Complete step-by-step solution:
We first try to minimize the complexity of the equation by solving it.
We apply methods of logarithm in ${{x}^{\left( \dfrac{3}{4} \right){{\left( \log x \right)}^{2}}+\log x-\dfrac{5}{4}}}=\sqrt{2}$.
We take logarithm both sides to get $\log \left( {{x}^{\left( \dfrac{3}{4} \right){{\left( \log x \right)}^{2}}+\log x-\dfrac{5}{4}}} \right)=\log \left( \sqrt{2} \right)$.
We know that $\log \left( {{a}^{b}} \right)=b\log a$ and ${{\log }_{a}}a=1$. So, ${{\log }_{2}}2=1$.
The equation has all logarithm with base 2.
$\begin{align}
  & \left( \left( \dfrac{3}{4} \right){{\left( \log x \right)}^{2}}+\log x-\dfrac{5}{4} \right)\times \log \left( x \right)=\dfrac{1}{2}\log 2 \\
 & \Rightarrow 3{{\left( \log x \right)}^{3}}+4{{\left( \log x \right)}^{2}}-5\log x=2\times 1=2 \\
 & \Rightarrow 3{{\left( \log x \right)}^{3}}+4{{\left( \log x \right)}^{2}}-5\log x-2=0 \\
\end{align}$
We get a cubic equation of log x. We solve it by using vanishing method.

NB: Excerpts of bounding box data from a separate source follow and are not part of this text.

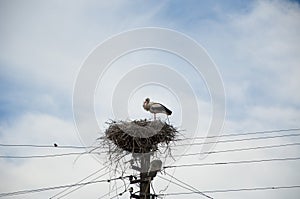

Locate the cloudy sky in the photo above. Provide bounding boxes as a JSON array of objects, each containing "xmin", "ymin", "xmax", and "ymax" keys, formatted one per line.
[{"xmin": 0, "ymin": 0, "xmax": 300, "ymax": 199}]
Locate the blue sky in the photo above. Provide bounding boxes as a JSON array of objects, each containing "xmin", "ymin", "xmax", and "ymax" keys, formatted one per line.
[{"xmin": 0, "ymin": 0, "xmax": 300, "ymax": 198}]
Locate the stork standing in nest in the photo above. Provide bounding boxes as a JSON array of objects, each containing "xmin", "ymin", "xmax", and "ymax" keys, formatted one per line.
[{"xmin": 143, "ymin": 98, "xmax": 172, "ymax": 121}]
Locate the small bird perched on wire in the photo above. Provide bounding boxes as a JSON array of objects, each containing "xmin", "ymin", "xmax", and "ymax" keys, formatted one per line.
[{"xmin": 143, "ymin": 98, "xmax": 172, "ymax": 120}]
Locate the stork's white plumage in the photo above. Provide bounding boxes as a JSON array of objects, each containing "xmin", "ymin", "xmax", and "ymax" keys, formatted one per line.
[{"xmin": 143, "ymin": 98, "xmax": 172, "ymax": 120}]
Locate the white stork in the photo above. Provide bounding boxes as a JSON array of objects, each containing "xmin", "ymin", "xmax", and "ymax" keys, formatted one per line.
[{"xmin": 143, "ymin": 98, "xmax": 172, "ymax": 120}]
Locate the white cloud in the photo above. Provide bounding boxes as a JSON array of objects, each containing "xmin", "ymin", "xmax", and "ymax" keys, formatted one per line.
[{"xmin": 0, "ymin": 1, "xmax": 300, "ymax": 198}]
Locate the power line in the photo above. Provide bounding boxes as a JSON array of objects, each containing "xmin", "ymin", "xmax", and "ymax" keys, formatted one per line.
[
  {"xmin": 0, "ymin": 128, "xmax": 300, "ymax": 149},
  {"xmin": 158, "ymin": 185, "xmax": 300, "ymax": 196},
  {"xmin": 0, "ymin": 176, "xmax": 129, "ymax": 197},
  {"xmin": 173, "ymin": 142, "xmax": 300, "ymax": 157},
  {"xmin": 180, "ymin": 128, "xmax": 300, "ymax": 140},
  {"xmin": 165, "ymin": 172, "xmax": 213, "ymax": 199},
  {"xmin": 174, "ymin": 133, "xmax": 300, "ymax": 147},
  {"xmin": 98, "ymin": 184, "xmax": 125, "ymax": 199},
  {"xmin": 0, "ymin": 152, "xmax": 95, "ymax": 159},
  {"xmin": 0, "ymin": 143, "xmax": 300, "ymax": 159},
  {"xmin": 157, "ymin": 176, "xmax": 209, "ymax": 195},
  {"xmin": 0, "ymin": 143, "xmax": 94, "ymax": 149},
  {"xmin": 50, "ymin": 167, "xmax": 109, "ymax": 199},
  {"xmin": 163, "ymin": 157, "xmax": 300, "ymax": 169}
]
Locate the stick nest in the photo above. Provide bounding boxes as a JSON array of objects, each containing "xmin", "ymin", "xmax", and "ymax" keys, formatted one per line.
[{"xmin": 103, "ymin": 119, "xmax": 178, "ymax": 153}]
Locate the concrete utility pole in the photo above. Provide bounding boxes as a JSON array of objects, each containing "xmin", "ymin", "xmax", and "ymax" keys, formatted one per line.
[
  {"xmin": 140, "ymin": 154, "xmax": 151, "ymax": 199},
  {"xmin": 129, "ymin": 154, "xmax": 157, "ymax": 199}
]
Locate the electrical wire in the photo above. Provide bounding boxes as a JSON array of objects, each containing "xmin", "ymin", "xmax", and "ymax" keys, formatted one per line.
[
  {"xmin": 181, "ymin": 128, "xmax": 300, "ymax": 140},
  {"xmin": 163, "ymin": 157, "xmax": 300, "ymax": 169},
  {"xmin": 0, "ymin": 152, "xmax": 99, "ymax": 159},
  {"xmin": 0, "ymin": 143, "xmax": 94, "ymax": 149},
  {"xmin": 173, "ymin": 142, "xmax": 300, "ymax": 157},
  {"xmin": 0, "ymin": 128, "xmax": 300, "ymax": 149},
  {"xmin": 158, "ymin": 185, "xmax": 300, "ymax": 196},
  {"xmin": 0, "ymin": 134, "xmax": 300, "ymax": 159},
  {"xmin": 165, "ymin": 172, "xmax": 213, "ymax": 199},
  {"xmin": 50, "ymin": 167, "xmax": 109, "ymax": 199},
  {"xmin": 172, "ymin": 133, "xmax": 300, "ymax": 147},
  {"xmin": 0, "ymin": 176, "xmax": 129, "ymax": 197},
  {"xmin": 157, "ymin": 175, "xmax": 211, "ymax": 198},
  {"xmin": 98, "ymin": 184, "xmax": 124, "ymax": 199}
]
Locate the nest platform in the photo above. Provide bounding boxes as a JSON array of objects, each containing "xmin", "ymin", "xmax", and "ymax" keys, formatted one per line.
[{"xmin": 103, "ymin": 119, "xmax": 178, "ymax": 153}]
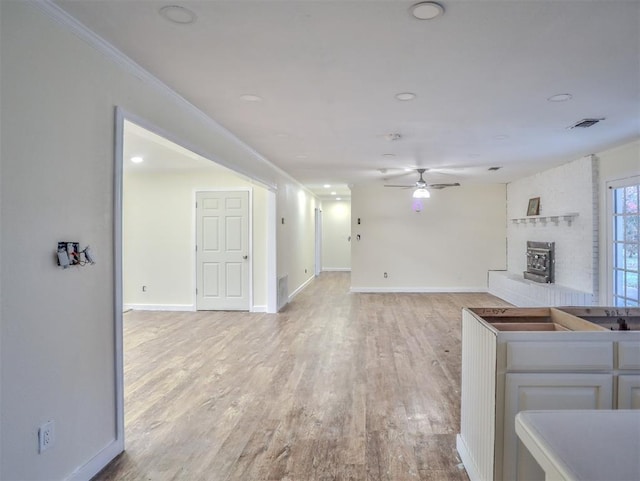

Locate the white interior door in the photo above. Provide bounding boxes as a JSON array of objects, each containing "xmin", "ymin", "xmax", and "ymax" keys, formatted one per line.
[{"xmin": 196, "ymin": 191, "xmax": 249, "ymax": 311}]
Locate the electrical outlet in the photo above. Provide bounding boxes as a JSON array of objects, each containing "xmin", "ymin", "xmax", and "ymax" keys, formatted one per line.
[{"xmin": 38, "ymin": 421, "xmax": 55, "ymax": 453}]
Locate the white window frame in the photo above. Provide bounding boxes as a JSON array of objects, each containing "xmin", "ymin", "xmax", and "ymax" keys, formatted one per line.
[{"xmin": 606, "ymin": 175, "xmax": 640, "ymax": 306}]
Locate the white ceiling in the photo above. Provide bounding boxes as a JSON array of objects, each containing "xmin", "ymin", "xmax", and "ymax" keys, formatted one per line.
[{"xmin": 55, "ymin": 0, "xmax": 640, "ymax": 198}]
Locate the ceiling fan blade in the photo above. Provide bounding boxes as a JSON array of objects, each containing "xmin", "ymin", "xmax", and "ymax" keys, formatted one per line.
[{"xmin": 427, "ymin": 182, "xmax": 460, "ymax": 190}]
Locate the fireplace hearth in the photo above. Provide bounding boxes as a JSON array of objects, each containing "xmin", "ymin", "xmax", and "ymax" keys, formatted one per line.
[{"xmin": 524, "ymin": 241, "xmax": 555, "ymax": 284}]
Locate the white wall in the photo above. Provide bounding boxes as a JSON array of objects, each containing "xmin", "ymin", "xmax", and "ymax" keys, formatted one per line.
[
  {"xmin": 507, "ymin": 156, "xmax": 598, "ymax": 293},
  {"xmin": 0, "ymin": 2, "xmax": 315, "ymax": 480},
  {"xmin": 322, "ymin": 200, "xmax": 351, "ymax": 271},
  {"xmin": 123, "ymin": 166, "xmax": 267, "ymax": 311},
  {"xmin": 351, "ymin": 185, "xmax": 506, "ymax": 292},
  {"xmin": 276, "ymin": 182, "xmax": 320, "ymax": 298},
  {"xmin": 598, "ymin": 140, "xmax": 640, "ymax": 305}
]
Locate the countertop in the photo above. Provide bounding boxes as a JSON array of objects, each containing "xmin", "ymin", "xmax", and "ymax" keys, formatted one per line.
[{"xmin": 516, "ymin": 410, "xmax": 640, "ymax": 481}]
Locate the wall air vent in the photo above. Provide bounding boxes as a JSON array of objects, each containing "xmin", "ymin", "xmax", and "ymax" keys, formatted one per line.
[{"xmin": 569, "ymin": 117, "xmax": 604, "ymax": 129}]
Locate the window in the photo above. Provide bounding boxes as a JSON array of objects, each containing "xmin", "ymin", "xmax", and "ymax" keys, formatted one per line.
[{"xmin": 612, "ymin": 184, "xmax": 640, "ymax": 307}]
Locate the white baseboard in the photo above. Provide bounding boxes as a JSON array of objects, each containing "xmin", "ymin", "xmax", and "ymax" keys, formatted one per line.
[
  {"xmin": 123, "ymin": 304, "xmax": 196, "ymax": 312},
  {"xmin": 456, "ymin": 434, "xmax": 486, "ymax": 481},
  {"xmin": 351, "ymin": 286, "xmax": 487, "ymax": 294},
  {"xmin": 288, "ymin": 276, "xmax": 315, "ymax": 302},
  {"xmin": 66, "ymin": 439, "xmax": 124, "ymax": 481}
]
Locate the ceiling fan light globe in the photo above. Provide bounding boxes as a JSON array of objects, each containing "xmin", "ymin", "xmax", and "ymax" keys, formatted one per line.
[{"xmin": 413, "ymin": 187, "xmax": 431, "ymax": 199}]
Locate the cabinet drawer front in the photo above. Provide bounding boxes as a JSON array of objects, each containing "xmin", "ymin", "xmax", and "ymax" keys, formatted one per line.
[
  {"xmin": 618, "ymin": 341, "xmax": 640, "ymax": 369},
  {"xmin": 507, "ymin": 341, "xmax": 613, "ymax": 371}
]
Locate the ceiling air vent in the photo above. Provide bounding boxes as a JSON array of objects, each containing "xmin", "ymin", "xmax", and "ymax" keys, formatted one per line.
[{"xmin": 569, "ymin": 117, "xmax": 604, "ymax": 129}]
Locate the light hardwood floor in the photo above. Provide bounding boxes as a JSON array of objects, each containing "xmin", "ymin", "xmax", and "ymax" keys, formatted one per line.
[{"xmin": 95, "ymin": 273, "xmax": 507, "ymax": 481}]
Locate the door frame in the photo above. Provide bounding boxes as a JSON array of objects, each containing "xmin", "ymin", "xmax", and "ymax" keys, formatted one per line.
[
  {"xmin": 191, "ymin": 187, "xmax": 254, "ymax": 312},
  {"xmin": 113, "ymin": 106, "xmax": 278, "ymax": 453}
]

We take value of log x as $\log x=1$.
So, $\log x-1=0$ becomes a root of the equation.
$\begin{align}
  & 3{{\left( \log x \right)}^{3}}+4{{\left( \log x \right)}^{2}}-5\log x-2=0 \\
 & \Rightarrow \left( \log x-1 \right)\left[ 3{{\left( \log x \right)}^{2}}+7\log x+2 \right]=0 \\
\end{align}$
From the solution we get two values of log x.
So, $\log x=1$ and the other roots of log x are
$\begin{align}
  & 3{{\left( \log x \right)}^{2}}+7\log x+2 \\
 & \Rightarrow \log x=\dfrac{-7\pm \sqrt{{{7}^{2}}-4\times 3\times 2}}{2\times 3}=\dfrac{-7\pm 5}{6} \\
 & \Rightarrow \log x=-2,-\dfrac{1}{3} \\
\end{align}$
So, we get 3 possible values od log x as $\log x=-2,-\dfrac{1}{3},1$, all of which are possible in real domain.
Values of x will be $x={{2}^{-2}},{{2}^{-\dfrac{1}{3}}},{{2}^{1}}=\dfrac{1}{4},\dfrac{1}{\sqrt[3]{2}},2$ which we got from the formula of ${{\log }_{a}}b=x\Rightarrow {{a}^{x}}=b$.
So, there are exactly 3 real solutions of x. the correct option is (B).

Note: We can also use graph to solve the problem. But that will become more advanced level solving. We use the power of x in the equation and put it in the graph. We get the maximum and minimum values to find out its range. Then we equate with the right-hand side value to find the intersecting points.